SLA: High Availability timeouts explained
This page provides information on the various arguments used to identify and handle connectivity issues for highly available VMs, both in previous and current oVirt versions.
There are several parameters that control monitoring and reaction behavior for highly available VMs (vdsConnectionTimeout and vdsRetries have been added in 3.2);
VDSAttemptsToResetCount controls how many consecutive VDSM operations have to fail to consider a host a candidate for fencing. Default value is 2.
TimeoutToResetVdsInSeconds controls how long a host has to be failing (VDSM operations failing continuously) to consider it a candidate for fencing. Default values is 60s.
Both above parameters have to be evaluated as true to actually initiate fencing of a host, ie- both exceeded.
vdsTimeout controls how long the engine waits for a VDSM operation to complete, its default value is 180s (3 minutes). This value shouldn't be changed, as some VDSM operations require that time to complete.
vdsConnectionTimeout controls how long the engine waits for a connection to VDSM to complete. Its default value is 180s (3 minutes). This value should be reduced, and in fact its default value has already been changed to 2s in 3.3. The default value was changed to 20s in 3.6.
vdsRetries controls how many times failed VDSM operations should be retried. Its default value is 3 in 3.2, while in 3.3 it was changed to 0.

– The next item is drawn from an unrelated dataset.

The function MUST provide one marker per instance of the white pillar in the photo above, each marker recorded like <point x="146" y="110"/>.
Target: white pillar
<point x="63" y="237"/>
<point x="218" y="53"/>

With these default values a host that goes completely down and doesn't respond at all will take at least 6 minutes to be fenced: the reason is that any operation will take those 6 minutes because we retry them 3 times (vdsRetries), each time it takes approx 63s (vdsTimeout, the kernel cuts to 63s any value larger than that), and we need 2 consecutive failures to start fencing: 63sec * 3 * 2 ~ 6min.
For a more predictable fencing the following parameters need to be changed: # engine-config -s vdsConnectionTimeout=2 # engine-config -s vdsRetries=0
With these settings the host should be fenced approx 1 minute after it stops responding, and this happens because now the VDSAttemptsToResetCount and TimeoutToResetVdsInSeconds are really taken into account and not masked by the low level timeouts.